日本人はかつて、世界でどんな活躍をしてきたのか。また、日本人は世界の人々にどう見られてきたのか。そんなことに興味を持っていたら、その一端を知ることができる、格好の本が出版されたことを知り、購入しました。「世界が称賛!『すごい日本人』」(三笠書房知的生き方文庫、ニッポン再発見倶楽部著)です。「世界を救った」「世界を変えた」「世界を驚かせた」「世界を導いた」「世界を魅了した」の5章にわたり、総勢50人の「すごい日本人」が紹介されています。
高品質で使い勝手のいい製品、おいしくて安全な食べ物、マンガやアニメ、音楽やファッションなど日本の「もの」は世界で評価されているが、日本の「人」はどうなのか、というのが本執筆の原点になっています。「はじめに」で、執筆陣はこう書いています。そのうえで、執筆陣は、同じ「はじめに」で、「日本人の中から50人を厳選し、世界から称賛される理由をわかりやすくコンパクトに紹介しています。・・・日本人としてはぜひ知っておいてほしい『すごい日本人』ばかりです。彼らの志と行動を知ることで、私たち自身が、なにか”変われるきっかけ”になれば」と書いています。
第2次世界大戦中、任地のリトアニアで日本へのビザを独自判断で発給し、6000人の亡命ユダヤ人を救った杉原千畝
地球規模で人類を救い、自らも黄熱病に罹患してガーナで没した細菌学者の野口英世
「携帯する音楽」という革命を成し遂げ、ブランド「ソニー」を立ち上げた盛田昭夫
世界に「ZEN(禅)」を普及させた鈴木大拙
「インスタントラーメン」の開発者の安藤百福
国際舞台で「武士道」の精神を説いた新渡戸稲造
藩財政を改革し、「なせば成る」を体現、米ケネディ元大統領も崇敬した米沢藩藩主の上杉鷹山
世界柔道の父、嘉納治五郎
わびさびの日本人の美意識を創った千利休
マンガとアニメの日本サブカルの大黒柱となった手塚治虫
50人の物語は、おもしろいものばかりです。1人の日本人について各4ページとコンパクトですが、日本人がどんな活躍をし、評価されたか概観できます。興味を持った人物については、本や資料を読み、自分なりに研究していけばいいでしょう。
そんな中、特に関心を持ったのは、昨日のブログでも書いた江戸時代の浮世絵師・葛飾北斎です。昨日も、北斎はゴッホらに影響を与えたことを書きましたが、具体的に、作品にどう、影響を及ぼしたかもわかりました。ゴッホは、北斎の「富嶽三十六景」をもとに、「星月夜」を、ドガも「北斎漫画」を参考に人物像をそれぞれ描いたといいます。

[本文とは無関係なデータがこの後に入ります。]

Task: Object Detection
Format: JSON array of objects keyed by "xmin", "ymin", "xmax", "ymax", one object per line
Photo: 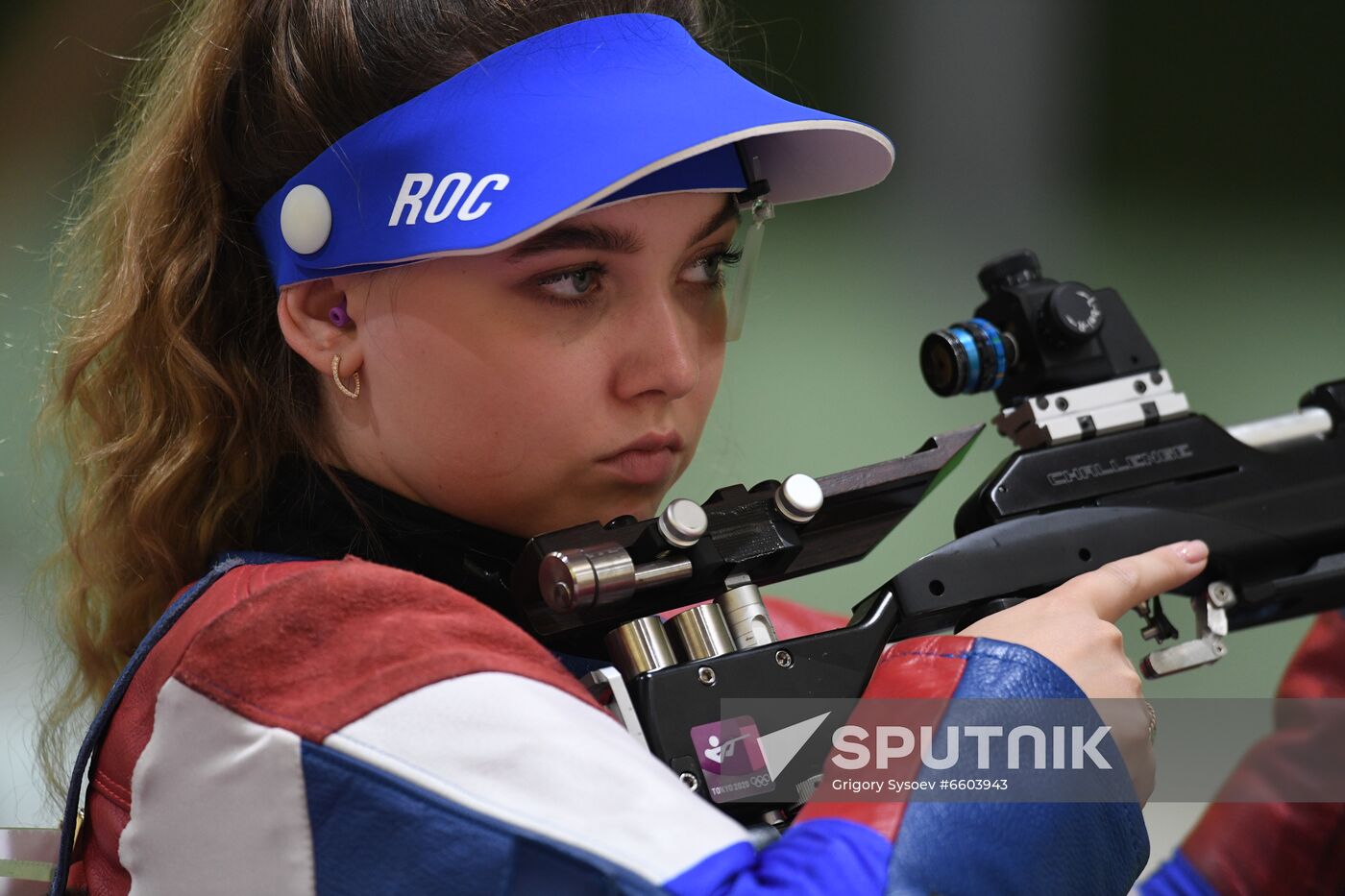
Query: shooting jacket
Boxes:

また、フランスのガラス工芸家ガレは「北斎漫画」の鯉を花瓶の図案に取り入れました。ドビュッシーは「富嶽三十六景」をヒントに、交響詩「海」を作曲しました。
19世紀中ごろから20世紀初頭にかけて欧米で、「ジャポニスム」というムーブメントが起こりましたが、その中心人物が葛飾北斎だったのだそうです。北斎が先導したジャポニスムとはどんなものだったのか、もっと詳細に調べたくなりました。
ゴッホやドガ、セザンヌ、ゴーガンの絵1枚1枚に、北斎の影響がどう現れているのかという視点で鑑賞しても面白いでしょう。ドビュッシーの交響詩「海」も聞こうと思います。「世界が称賛!『すごい日本人』」の本は、興味を深める第一歩になりそうです。